Overview
- Type: Homebuild
- Manufacturer: Ginetta
- Assembly: Woodbridge Suffolk
- Designer: Ivor Walklett

Body and chassis
- Body style: Open-wheel car
- Layout: Front Engine, RWD
- Related: Wolseley Hornet six

Powertrain
- Transmission: 4-speed Manual

Dimensions
- Wheelbase: 90.5 in (2,299 mm)
- Kerb weight: 350 kg (772 lb)

Chronology
- Successor: Ginetta G2

= Ginetta G1 =

Ginetta G1 was a name applied retroactively to the Walklett brothers first effort, a homebuilt roadster based on the underpinnings of a pre-war Wolseley Hornet before Ginetta Cars was founded.
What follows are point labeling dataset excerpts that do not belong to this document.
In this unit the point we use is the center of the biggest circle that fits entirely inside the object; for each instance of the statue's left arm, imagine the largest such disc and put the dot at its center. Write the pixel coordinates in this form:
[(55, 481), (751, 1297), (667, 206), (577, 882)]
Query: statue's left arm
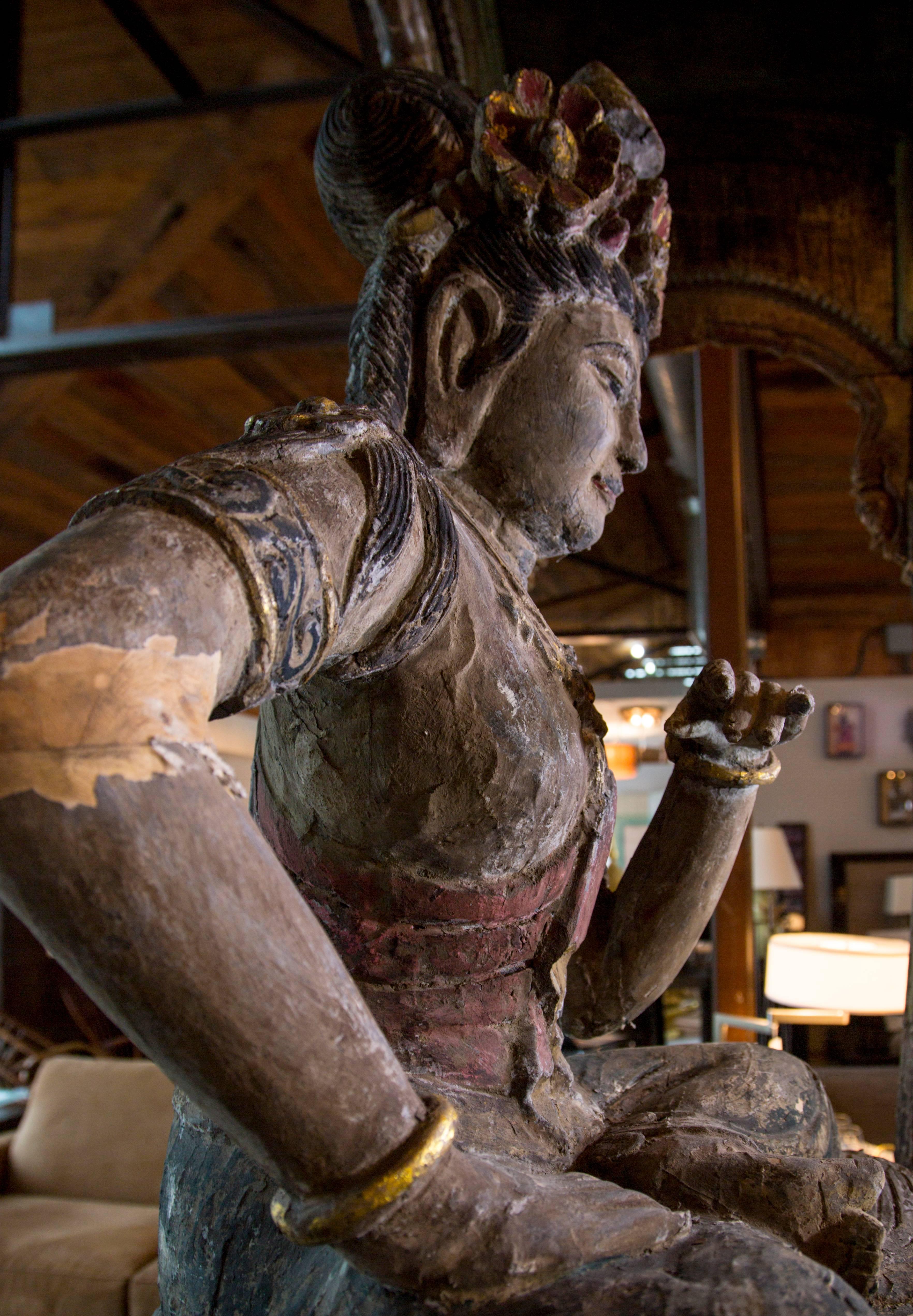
[(721, 737)]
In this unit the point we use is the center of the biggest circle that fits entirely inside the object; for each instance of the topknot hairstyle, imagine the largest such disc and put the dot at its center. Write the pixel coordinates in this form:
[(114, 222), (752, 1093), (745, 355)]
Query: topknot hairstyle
[(550, 197)]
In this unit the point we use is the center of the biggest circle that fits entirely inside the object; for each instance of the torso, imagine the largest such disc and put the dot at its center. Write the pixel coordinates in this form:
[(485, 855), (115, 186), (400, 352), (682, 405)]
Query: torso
[(449, 822)]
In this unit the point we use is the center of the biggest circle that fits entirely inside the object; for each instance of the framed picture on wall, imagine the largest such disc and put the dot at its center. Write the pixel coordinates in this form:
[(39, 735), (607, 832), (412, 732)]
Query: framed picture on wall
[(895, 798), (846, 731)]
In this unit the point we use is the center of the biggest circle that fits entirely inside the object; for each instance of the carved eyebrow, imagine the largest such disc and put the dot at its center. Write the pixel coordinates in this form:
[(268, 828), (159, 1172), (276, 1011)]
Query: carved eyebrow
[(617, 347)]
As the Walkletts developed the Ginetta G2, they decided to start the numbering from their first build even though the car was no longer in existence. The only known documentation is a hand sketch drawn by Ivor Walklett.

== History ==
The G1 was a one off, not destined for production, based on a pre-war Wolseley Hornet six. The G1 was eventually wrecked by Ivor in the Walklett's driveway in Suffolk, destroyed in a crash against a tree stump. The car was styled after the Maserati 4CLT. The new body kit cut down on the weight of the Hornet considerably and was described as "great fun".